In the days before InfoComm, representatives from Danley Sound Labs arranged an impromptu demonstration of the Danley Jericho Horn family of beefy point-source loudspeakers for long-throw applications with the help of a 25kV generator, a lift and an undeveloped industrial park in the desert adjacent to Nellis Air Force Base.

In the days before InfoComm, representatives from Danley Sound Labs arranged an impromptu demonstration of the Danley Jericho Horn family of beefy point-source loudspeakers for long-throw applications.

The team rented a 25kV generator and a lift and found an undeveloped industrial park in the desert adjacent to Nellis Air Force Base.

Although originally arranged for the benefit of a few representatives from a large university who were considering a Danley Jericho system for their stadium, word of mouth swelled the number of attendees to nearly forty. They walked down the unused road to a distance of 1,500 feet from the source and marveled at the intelligibility of the Jericho cluster, set off against the intermittent roar of fighter jets, stealth bombers, and attack helicopters.

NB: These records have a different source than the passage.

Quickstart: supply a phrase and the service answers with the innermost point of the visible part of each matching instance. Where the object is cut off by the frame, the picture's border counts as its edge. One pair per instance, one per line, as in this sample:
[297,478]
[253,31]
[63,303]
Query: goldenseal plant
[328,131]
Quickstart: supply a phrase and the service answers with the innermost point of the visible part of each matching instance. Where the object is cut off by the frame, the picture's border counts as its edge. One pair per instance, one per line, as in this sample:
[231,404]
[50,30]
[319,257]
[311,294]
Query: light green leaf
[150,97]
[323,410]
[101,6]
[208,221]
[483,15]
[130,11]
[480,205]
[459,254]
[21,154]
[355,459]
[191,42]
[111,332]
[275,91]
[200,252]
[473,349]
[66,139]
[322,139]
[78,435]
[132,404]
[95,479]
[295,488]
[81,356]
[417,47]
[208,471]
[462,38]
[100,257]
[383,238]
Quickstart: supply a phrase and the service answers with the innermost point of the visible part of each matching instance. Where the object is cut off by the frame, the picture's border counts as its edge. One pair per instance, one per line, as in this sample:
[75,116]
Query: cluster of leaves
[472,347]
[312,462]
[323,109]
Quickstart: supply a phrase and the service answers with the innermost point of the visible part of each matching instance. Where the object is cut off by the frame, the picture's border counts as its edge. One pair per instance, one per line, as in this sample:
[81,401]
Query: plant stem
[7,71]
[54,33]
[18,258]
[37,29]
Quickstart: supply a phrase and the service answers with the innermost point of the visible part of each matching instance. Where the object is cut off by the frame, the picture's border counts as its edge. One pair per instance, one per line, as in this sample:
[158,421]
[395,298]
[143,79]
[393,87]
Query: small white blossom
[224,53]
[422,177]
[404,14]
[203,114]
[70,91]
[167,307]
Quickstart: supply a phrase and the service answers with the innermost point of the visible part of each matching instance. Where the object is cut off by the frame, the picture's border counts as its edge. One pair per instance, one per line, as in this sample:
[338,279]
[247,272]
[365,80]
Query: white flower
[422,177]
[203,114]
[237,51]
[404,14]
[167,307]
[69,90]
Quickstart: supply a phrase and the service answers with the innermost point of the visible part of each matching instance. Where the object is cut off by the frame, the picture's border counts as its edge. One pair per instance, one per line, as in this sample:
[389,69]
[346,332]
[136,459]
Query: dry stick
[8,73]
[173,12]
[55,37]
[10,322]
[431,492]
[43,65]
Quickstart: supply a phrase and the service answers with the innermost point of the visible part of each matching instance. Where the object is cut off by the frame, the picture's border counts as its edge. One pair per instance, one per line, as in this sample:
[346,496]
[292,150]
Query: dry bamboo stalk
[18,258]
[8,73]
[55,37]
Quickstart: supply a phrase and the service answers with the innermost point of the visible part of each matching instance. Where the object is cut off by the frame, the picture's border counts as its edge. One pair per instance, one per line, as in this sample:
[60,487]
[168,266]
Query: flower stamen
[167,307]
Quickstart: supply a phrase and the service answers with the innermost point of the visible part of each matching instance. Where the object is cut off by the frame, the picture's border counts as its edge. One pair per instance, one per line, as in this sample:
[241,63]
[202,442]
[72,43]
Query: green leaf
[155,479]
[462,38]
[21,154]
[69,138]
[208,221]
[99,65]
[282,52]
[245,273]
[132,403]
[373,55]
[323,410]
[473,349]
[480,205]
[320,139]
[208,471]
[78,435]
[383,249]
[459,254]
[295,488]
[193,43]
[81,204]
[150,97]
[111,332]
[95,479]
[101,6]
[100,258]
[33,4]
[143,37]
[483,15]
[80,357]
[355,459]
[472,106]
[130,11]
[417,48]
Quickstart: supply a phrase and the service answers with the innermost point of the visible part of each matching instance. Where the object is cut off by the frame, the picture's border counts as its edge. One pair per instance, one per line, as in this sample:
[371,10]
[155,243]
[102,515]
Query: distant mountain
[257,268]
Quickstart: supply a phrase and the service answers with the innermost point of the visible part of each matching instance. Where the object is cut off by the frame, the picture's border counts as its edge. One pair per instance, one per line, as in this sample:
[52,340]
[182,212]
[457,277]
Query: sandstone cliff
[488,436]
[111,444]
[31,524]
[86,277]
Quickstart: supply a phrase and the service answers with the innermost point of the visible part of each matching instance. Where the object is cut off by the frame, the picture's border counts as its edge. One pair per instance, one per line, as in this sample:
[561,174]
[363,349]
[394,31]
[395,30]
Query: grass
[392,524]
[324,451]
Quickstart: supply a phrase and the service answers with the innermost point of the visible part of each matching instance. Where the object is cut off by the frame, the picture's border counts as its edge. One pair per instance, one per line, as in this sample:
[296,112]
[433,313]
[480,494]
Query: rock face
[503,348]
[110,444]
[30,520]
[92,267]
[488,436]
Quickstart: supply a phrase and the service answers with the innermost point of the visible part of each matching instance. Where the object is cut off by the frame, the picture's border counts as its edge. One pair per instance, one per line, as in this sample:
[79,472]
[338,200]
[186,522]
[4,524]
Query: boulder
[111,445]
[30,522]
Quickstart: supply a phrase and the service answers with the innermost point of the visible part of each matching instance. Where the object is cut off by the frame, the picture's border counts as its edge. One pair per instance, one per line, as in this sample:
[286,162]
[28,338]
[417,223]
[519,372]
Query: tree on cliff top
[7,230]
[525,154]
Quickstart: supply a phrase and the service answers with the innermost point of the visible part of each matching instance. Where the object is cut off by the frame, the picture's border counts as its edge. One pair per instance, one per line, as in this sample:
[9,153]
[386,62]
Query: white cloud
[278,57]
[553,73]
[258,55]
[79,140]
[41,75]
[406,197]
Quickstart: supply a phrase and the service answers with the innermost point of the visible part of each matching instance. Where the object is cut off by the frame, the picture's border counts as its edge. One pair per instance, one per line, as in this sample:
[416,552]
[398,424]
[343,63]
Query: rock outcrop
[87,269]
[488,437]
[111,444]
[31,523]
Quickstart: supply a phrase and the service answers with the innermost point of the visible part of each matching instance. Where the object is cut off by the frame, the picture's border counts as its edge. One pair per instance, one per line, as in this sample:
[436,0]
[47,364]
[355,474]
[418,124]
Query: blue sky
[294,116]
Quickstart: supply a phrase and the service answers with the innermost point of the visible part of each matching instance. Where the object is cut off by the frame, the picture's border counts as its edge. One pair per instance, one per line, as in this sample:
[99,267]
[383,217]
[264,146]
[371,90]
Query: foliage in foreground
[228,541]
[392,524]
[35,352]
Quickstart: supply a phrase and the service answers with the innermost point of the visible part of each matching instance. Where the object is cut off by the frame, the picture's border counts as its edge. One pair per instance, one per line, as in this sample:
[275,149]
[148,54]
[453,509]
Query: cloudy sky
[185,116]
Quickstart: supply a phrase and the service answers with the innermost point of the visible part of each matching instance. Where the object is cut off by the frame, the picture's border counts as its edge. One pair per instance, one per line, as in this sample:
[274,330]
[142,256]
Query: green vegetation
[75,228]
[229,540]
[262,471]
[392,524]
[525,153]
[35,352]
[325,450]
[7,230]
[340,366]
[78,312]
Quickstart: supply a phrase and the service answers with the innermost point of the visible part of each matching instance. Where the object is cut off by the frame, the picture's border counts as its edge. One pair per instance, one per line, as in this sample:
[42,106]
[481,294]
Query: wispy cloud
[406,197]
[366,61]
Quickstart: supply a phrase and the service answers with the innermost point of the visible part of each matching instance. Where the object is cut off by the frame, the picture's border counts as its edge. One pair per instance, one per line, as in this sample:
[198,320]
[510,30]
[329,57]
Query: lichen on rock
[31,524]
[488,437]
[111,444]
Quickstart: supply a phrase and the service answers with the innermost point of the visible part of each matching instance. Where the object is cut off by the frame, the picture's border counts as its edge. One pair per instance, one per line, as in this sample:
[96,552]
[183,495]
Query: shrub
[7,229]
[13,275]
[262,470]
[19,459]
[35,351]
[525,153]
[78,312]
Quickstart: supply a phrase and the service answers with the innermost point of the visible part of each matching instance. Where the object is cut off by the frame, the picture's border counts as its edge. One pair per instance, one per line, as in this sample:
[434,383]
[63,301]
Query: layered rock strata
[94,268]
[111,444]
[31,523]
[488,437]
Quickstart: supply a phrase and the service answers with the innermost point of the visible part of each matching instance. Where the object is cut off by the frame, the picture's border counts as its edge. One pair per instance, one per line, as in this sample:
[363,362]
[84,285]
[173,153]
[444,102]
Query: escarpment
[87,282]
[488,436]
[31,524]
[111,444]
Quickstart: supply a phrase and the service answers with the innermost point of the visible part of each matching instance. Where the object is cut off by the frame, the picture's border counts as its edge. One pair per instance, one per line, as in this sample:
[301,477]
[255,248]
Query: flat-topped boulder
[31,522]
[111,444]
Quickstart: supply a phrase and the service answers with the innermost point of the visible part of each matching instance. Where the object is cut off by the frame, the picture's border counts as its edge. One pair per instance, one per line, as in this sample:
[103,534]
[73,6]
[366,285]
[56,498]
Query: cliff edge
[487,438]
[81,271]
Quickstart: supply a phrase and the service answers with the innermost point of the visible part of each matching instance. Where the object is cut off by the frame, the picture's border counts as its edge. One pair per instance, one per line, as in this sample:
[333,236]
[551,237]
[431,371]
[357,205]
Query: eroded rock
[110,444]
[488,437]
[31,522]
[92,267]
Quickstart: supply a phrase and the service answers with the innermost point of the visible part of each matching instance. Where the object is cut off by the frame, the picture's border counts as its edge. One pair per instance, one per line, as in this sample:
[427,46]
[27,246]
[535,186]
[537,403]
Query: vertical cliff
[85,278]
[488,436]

The Danley team used Lab.Gruppen amplifiers and a Danley DSLP48 processor to drive two Danley TH-812 subwoofers together with all four members of the Jericho family, which were A/B’d. The first three members (the J1, J2 and J3) all produce full-range content, but with different beam widths to accommodate the varying needs of different installations. In contrast, the fourth member of the family, the J4, is like the mirror image of a subwoofer for high-end content.

“It’s always a challenge in large spaces to convey the top octave to listeners who are 500 to 1,000 feet away,” explained Ivan Beaver, engineer at Danley. “The atmosphere is always fighting against you. We developed the Jericho 4 to combat this problem.”

The J4 is comprised of 64 high-frequency compression drivers arranged to create a single point-source system.

Although a temperature inversion created by the unrelenting sun beating on the asphalt refracted the high-frequency content in the heat of the afternoon, by sundown the atmosphere was more representative of a typical game day in Anywhere, USA. .

“The wind was blowing around, which is the sort of thing that can wreak havoc with the frequency response and intelligibility of a line array system,” said Beaver. “But because the Danley boxes are all point-source, we didn’t notice any effect of the wind.

“The thing that really struck me was the intelligibility of the system. Even when I was 1,500 feet away from the Jerichos, [Danley president] Mike Hedden’s voice was crystal clear and sounded just twenty feet away! I could barely see the loudspeaker! It was kind of scary. Because it’s point-source, the signal just held together.”